9th May 2010
I'm going Down
Bruce Springsteen
Up at 4:30 a.m. I packed away quickly and soon met Julie, the RSPB guide, who was to prove to be excellent throughout the visit. In order to see Black Grouse one has to book a guided tour with the RSPB. Our guide this morning, Julie took the group, which included a couple from Southampton, a father and two lovely children from Epping Forest and some birders from Stevenage, up to the Black Grouse hide. She was great with exceptionally good ears for the calls, a good manner with beginners and experts alike and good eyes, spotting Whinchat, Siskins and Crossbills quickly.
The Black Grouse [193] males were leking as expected and not far away too. Satiated with great
views and whispered conversation, we all walked back to the cycling centre.
There shamefully I was greedy for the breakfast and I still feel embarrassed at
what I ate. I cannot list it all as you will see what a pig I was that morning.
In fact pig featured a lot on the menu!
A superb downhill stretch was next that seemed to last for miles on my way to
an old haunt of mine, the Dee Estuary. Now I love fate. Call it Karma, call it
fate [Kismet!] but things do seem to happen which are beyond coincidence. Take
this for example.
Lost in Connah's Quay, I could not find the cycle route to the new bridge over
the River Dee. I knocked on the last door of a line of three houses just north
of the town. I explained what I was looking for and the reply was "you're
not the bloke with the Robin on the front of your bike are you?"
Now
you know where I got the title for this book from.

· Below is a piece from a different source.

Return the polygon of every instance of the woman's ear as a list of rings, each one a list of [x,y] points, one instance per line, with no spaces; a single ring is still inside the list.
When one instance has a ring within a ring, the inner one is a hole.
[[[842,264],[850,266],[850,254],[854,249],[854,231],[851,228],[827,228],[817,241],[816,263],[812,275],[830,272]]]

“Yes, I am.” Out rushed the gentleman at the door to check that indeed I was.
“You are! You're the man with the Robin on his bike.” Satisfied that I was he,
I was invited in and after a two hour tour of the garden, being shown around a
garden full of aviaries containing a lot of different birds of prey and owls,
was given lots of water and squash. That is how I met Steve Dewsnap and his
wife, Margaret. Steve had been on the internet the just night before to look up
ospreys and had seen my photo at Glaswyn on their blog. Uncanny coincidence or
what?
The reason for all the birds in cages was due to the fact that Steve runs a rescue centre for birds of prey. His work is part of an organisation called Raptor Rescue and Steve gives educational talks calling themselves Rockcliffe raptors. A wonderful man with a wonderful family and still a good friend.
Speaking of the Robin though, £63.32 from the Robin on the front of the bike
went to the RSPB at Inner marsh later that day. Brilliant. In fact I still need
to talk about the fabulous group of people I met at Inner Marsh Farm RSPB
reserve. After leaving Steve and Margaret, and having found the bridge I
was after, crossing the large, impressive, white cable stay bridge called The
Flintshire Bridge.
Now if one wants to see one of the most impressive cable-stay bridges in the world then visit Patras in Greece and take the bridge there to get over to Delphi, the Rion-Antirion. Being the world's largest and longest cable stay bridge, built in 2004, at over two kilometres in length it makes a magnificent view and indeed when I went there in 2011, it saved me a lot of time getting over to the Peloponnese instead of the very long route via Athens.
I found my way to the RSPB reserve via field edges and over pathways whilst
trying to cut the corner. Actually I probably went further via all of the toing
and froing across farmland than if I had stuck to the country lanes from
Queensferry to Burton. Mind you I did enjoy seeing the River Dee and also
getting views of my old clock, Shotton Steel Works.
Let
me explain.
From
1974 to 1977 I was at Chester College, about ten miles or so from the
steelworks. I could however see from my bedroom/study window the steelworks
quite well against the backdrop of the Welsh hills. Every twenty minutes a
train carrying coal would enter a furnace. What a job that driver had, for no
automated trains in those far off days! On leaving the furnace the now burning
coal was taken under a tower full of cold water and as the water was released its
conversion to steam, as it hit the hot coals, was extremely effective as a huge
cloud of water vapour would rise high in the sky; easily visible to me ten
miles away. How do I know that this process was going on? Well, a college trip
to diversify we poorly educated students included a visit to the steelworks. In
fact we had quite regular trips that had nothing to do with the course and I
remember this one so much. Massive lengths of flattened steel speeding down
conveyor belts before being turned to make immense coils and the blast furnaces
with molten iron being poured out. Dante's Hell for all to see.
I finally arrived at the reserve late afternoon, had a look around the western edge of the reserve with its hides and birds, including Yellow Wagtail [194] before setting up the tent on the garden lawn. Peaceful sleep after a long and eventful day, came easily.